Mais à présent que le R.P. Le Tellier ne distribue plus de lettres de cachet, je pose qu’il n’est pas absolument défendu à un barbouilleur de papier, soit mauvais poète, soit plat prosateur, du nombre desquels j’ai l’honneur d’être, d’exposer les petites erreurs dans lesquelles des gens de bien sont depuis peu tombés, soit en inventant, soit en rapportant des calomnies absurdes, soit en falsifiant des écrits, soit en contrefaisant le style et jusqu’au nom de leurs confrères qu’ils ont voulu perdre ; soit en les accusant d’hérésie, de déisme, d’athéisme, à propos d’une recherche d’anatomie, ou de quelques vers de cinq pieds, ou de quelque point de géographie. M. Jean-George Lefranc, évêque du Puy, dit, par exemple, dans une pastorale, à la page 6, « qu’on s’est armé contre le christianisme dans la grammaire ». On n’avait pas encore entendu dire que le substantif et l’adjectif, quand ils s’accordent en genre, en nombre et en cas, conduisent droit à nier l’existence de Dieu.

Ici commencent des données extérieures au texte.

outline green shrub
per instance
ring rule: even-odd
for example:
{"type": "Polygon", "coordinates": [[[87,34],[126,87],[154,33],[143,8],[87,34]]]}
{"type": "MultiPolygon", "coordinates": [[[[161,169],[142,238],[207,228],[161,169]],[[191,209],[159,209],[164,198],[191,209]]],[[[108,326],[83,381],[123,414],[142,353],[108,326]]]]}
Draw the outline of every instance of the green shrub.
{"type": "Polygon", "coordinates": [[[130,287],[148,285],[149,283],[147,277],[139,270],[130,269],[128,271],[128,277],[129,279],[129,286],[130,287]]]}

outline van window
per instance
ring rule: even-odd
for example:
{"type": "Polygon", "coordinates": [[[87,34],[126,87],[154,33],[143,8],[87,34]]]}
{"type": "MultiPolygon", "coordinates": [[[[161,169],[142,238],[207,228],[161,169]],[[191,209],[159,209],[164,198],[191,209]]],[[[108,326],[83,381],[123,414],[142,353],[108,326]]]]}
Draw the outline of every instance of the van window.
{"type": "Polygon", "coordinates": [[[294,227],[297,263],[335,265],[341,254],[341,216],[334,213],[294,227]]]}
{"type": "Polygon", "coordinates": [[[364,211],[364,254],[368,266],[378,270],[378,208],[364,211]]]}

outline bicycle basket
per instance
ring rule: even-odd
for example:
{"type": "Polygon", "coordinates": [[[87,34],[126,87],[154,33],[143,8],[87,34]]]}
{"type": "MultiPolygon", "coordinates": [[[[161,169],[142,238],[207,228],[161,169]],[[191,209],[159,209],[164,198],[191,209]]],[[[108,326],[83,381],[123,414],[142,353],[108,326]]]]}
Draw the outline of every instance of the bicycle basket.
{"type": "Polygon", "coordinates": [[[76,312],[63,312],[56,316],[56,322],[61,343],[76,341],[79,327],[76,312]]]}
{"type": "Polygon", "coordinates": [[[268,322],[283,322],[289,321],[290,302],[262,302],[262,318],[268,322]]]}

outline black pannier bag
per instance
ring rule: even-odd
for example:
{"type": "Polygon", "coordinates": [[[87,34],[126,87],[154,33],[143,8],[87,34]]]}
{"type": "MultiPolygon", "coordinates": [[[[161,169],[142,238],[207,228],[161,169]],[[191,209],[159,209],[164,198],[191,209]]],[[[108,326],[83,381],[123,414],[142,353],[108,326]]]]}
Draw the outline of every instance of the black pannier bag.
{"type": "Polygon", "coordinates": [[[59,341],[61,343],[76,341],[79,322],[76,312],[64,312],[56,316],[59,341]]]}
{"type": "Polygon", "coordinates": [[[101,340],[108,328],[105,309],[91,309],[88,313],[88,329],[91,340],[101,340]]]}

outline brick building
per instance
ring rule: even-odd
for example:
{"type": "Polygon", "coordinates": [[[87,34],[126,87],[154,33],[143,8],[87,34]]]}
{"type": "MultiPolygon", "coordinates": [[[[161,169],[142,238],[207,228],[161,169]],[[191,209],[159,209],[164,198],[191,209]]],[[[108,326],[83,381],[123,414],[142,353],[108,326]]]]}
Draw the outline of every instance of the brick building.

Je vais, pour l’édification du public, rassembler, preuves en main, quelques tours de passe-passe dans ce goût, qui ont illustré en dernier lieu la littérature. Ce petit morceau pourra être utile à ceux qui entrent dans la carrière heureuse des lettres. C’est un compendium de traits d’érudition, de droiture, et de charité, qui me fut envoyé, il y a quelque temps, par un bon ami, sous le titre de Nouvelles Honnêtetés littéraires.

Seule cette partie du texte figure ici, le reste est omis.